Beatles-mania
4 april 1964
On this day, no fewer than five songs by The Beatles were at the top of the charts. Admittedly, this was the American charts, but as it was an English pop group, I believe it is acceptable to mention it here.
These are: ‘Please Please Me’ (5); ‘I Want to Hold Your Hand’ (4); ‘She Loves You’ (3); ‘Twist and Shout’ (2); ‘Can’t Buy Me Love’ (1). ‘I Want to Hold Your Hand’ and ‘She Loves You’ had previously been at number 1 since early February. Throughout the entire months of February, March, and April, and the first week of May, the Beatles held the top spot. That same year, three more number 1 singles followed: ‘Love Me Do’, ‘A Hard’s Day Night’, and ‘I Feel Fine’. In total, the Beatles spent eighteen weeks at number 1 during that year. These are all records that have never been broken.
American Beatle mania began in early February with the group’s first visit to the United States. More than a month earlier, the first Beatle single, ‘I Want to Hold Your Hand’, had been released in the United States. The craze only really took hold after their arrival in New York on February 9.
Three thousand screaming fans welcomed the Beatles. Two days later, The Beatles performed for twenty thousand screaming fans at The Coliseum in Washington. That evening, they were on television during the Ed Sullivan Show. An estimated 73 million Americans watched the show, or forty percent of the population. Many bought the available singles the next day.

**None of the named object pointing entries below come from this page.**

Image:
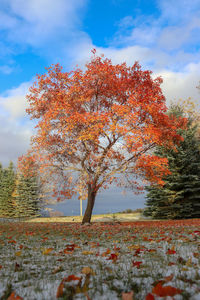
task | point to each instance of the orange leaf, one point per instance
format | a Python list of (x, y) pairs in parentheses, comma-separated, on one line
[(72, 277), (149, 296), (60, 290), (127, 296), (164, 291), (14, 296)]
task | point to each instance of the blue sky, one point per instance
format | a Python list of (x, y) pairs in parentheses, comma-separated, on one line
[(163, 35)]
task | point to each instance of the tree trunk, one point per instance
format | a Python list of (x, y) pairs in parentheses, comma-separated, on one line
[(90, 204)]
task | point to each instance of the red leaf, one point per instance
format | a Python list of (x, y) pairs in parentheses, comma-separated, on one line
[(14, 296), (164, 291), (150, 297)]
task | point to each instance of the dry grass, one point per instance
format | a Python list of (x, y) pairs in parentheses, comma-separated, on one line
[(95, 218)]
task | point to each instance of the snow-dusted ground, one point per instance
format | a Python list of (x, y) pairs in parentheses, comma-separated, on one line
[(100, 262)]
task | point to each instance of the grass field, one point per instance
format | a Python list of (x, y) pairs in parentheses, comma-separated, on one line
[(103, 261), (95, 218)]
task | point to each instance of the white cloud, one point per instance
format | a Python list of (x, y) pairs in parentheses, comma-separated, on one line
[(36, 22), (14, 101)]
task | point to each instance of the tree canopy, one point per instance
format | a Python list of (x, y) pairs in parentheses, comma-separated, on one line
[(97, 123)]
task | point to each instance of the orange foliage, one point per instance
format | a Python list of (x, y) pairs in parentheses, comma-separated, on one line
[(98, 123)]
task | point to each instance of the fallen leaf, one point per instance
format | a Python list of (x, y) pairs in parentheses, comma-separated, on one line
[(47, 251), (14, 296), (87, 270), (127, 296), (87, 252), (150, 297), (60, 290), (164, 291)]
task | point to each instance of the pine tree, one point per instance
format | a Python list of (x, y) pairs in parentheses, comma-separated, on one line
[(7, 187), (27, 196), (180, 196)]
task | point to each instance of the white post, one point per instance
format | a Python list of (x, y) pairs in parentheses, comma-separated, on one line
[(81, 207)]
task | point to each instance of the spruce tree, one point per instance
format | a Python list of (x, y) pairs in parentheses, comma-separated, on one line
[(179, 198), (27, 196), (7, 187)]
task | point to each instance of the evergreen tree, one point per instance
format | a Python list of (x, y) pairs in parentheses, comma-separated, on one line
[(7, 187), (180, 196), (27, 196)]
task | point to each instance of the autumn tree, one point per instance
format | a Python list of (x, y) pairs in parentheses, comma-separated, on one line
[(97, 123), (7, 186)]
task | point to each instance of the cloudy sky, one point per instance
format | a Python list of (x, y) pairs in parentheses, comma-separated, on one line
[(163, 35)]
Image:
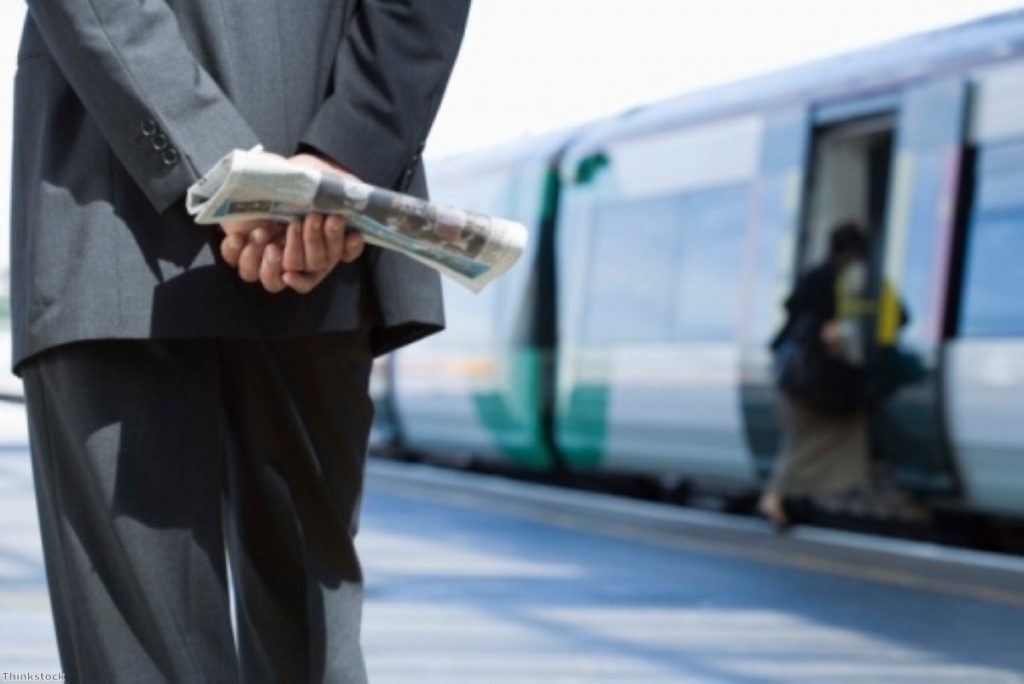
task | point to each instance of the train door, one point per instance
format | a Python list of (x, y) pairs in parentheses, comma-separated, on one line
[(895, 171), (772, 238), (849, 181), (908, 425)]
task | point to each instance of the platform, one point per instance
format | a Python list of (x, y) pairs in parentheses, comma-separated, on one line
[(472, 580)]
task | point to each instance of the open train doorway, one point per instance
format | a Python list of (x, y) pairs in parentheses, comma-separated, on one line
[(851, 166)]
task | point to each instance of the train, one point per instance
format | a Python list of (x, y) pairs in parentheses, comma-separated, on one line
[(633, 336)]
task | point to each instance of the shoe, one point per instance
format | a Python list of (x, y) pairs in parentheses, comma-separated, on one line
[(772, 506)]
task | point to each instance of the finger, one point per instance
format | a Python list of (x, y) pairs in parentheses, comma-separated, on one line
[(294, 257), (230, 249), (260, 236), (334, 228), (312, 242), (354, 245), (249, 262), (270, 270), (303, 283)]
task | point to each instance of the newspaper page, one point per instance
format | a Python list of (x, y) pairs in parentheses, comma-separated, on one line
[(471, 248)]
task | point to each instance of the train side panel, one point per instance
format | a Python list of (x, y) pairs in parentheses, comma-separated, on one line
[(478, 388), (985, 360), (651, 251)]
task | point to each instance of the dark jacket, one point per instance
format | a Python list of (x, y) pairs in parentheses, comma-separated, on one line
[(813, 299), (121, 104)]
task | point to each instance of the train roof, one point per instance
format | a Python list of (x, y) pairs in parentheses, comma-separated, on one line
[(873, 69), (547, 146)]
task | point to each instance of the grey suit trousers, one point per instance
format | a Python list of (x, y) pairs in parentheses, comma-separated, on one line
[(153, 457)]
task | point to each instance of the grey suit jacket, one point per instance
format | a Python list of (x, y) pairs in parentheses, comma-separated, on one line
[(121, 104)]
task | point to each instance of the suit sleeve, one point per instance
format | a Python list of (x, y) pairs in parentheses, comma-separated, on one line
[(390, 74), (166, 119)]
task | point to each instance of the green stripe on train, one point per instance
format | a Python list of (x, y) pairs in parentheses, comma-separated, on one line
[(512, 409)]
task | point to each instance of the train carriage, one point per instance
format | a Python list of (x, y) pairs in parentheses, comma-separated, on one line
[(684, 225), (481, 389), (634, 335)]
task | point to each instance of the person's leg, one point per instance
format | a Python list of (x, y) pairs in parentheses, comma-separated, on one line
[(128, 462), (300, 414)]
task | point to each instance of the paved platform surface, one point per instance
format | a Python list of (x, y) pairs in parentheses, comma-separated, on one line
[(461, 592)]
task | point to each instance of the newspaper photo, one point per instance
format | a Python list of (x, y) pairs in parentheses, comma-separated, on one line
[(471, 248)]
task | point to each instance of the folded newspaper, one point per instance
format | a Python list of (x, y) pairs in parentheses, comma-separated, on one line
[(471, 248)]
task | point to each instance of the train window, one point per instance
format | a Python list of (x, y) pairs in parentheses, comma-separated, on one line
[(710, 264), (668, 268), (992, 276), (629, 290)]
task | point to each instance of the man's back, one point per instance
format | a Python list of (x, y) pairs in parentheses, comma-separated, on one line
[(120, 104)]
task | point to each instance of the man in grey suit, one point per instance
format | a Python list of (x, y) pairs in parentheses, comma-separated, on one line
[(174, 407)]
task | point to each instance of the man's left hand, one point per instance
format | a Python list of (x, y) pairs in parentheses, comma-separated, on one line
[(299, 257)]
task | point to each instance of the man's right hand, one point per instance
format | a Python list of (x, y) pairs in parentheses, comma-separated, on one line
[(245, 243)]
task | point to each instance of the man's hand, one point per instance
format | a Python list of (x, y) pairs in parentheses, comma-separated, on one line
[(299, 256)]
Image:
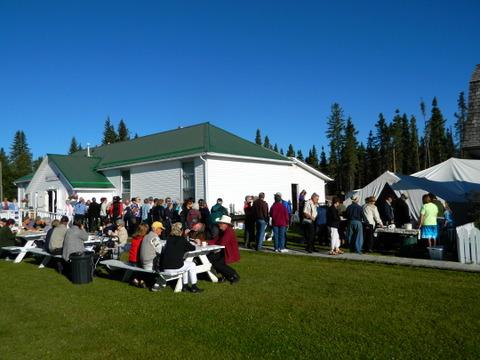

Naturally, there was a Beatles mania in other countries as well. In the United Kingdom, The Beatles had actually broken through the previous year. It led to a cultural liberation. The English poet Philip Larkin describes this in his poem Annus Mirabilis, the first lines of which read as follows:
Sexual intercourse began
In nineteen sixty-three
(which was rather late for me) -
Between the end of the “Chatterley” ban
And the Beatles’ first LP.
During the first week of April, ‘Can’t Buy Me Love’ also occupied the number one spot on the charts in the United Kingdom. However, it was the only Beatles song in the Top Fifty, which otherwise included songs by Roy Orbison, Doris Day, Cilla Black, and Cliff Richards. I looked at the entire list and knew at least half of the songs, even though this was well over a year before I was born. I looked at this week’s list and didn’t know a single one. Yes, I am getting older.
Incidentally, when I was born, The Beatles were at number 1 in the Netherlands with the song Help, which I have always found telling. In the first week of this April, however, the top spot was taken by the Belgian singer Adamo with the song ‘Vous Permittez, Monsieur’ .
The song is from the good old days, where a young man asks a father if he may dance with his daughter. When the father looks somewhat skeptical, the young man assures him that he will behave properly—at least just as properly as the father had done back when he met the girl’s mother.
That does not detract from the fact that I have the feeling that the cultural revolution initiated by The Beatles had not yet begun in the Netherlands in early April; ‘Can’t Buy Me Love’ was only at number 2. However, this soon changed. In early June of 1964, The Beatles came to the Netherlands for their first concert.




Ahhh. Memories!
I remember well when the Beatles appeared on the Ed Sullivan show, even as a Momofmany, they were a hit! Strange to me they were not as popular in their own country!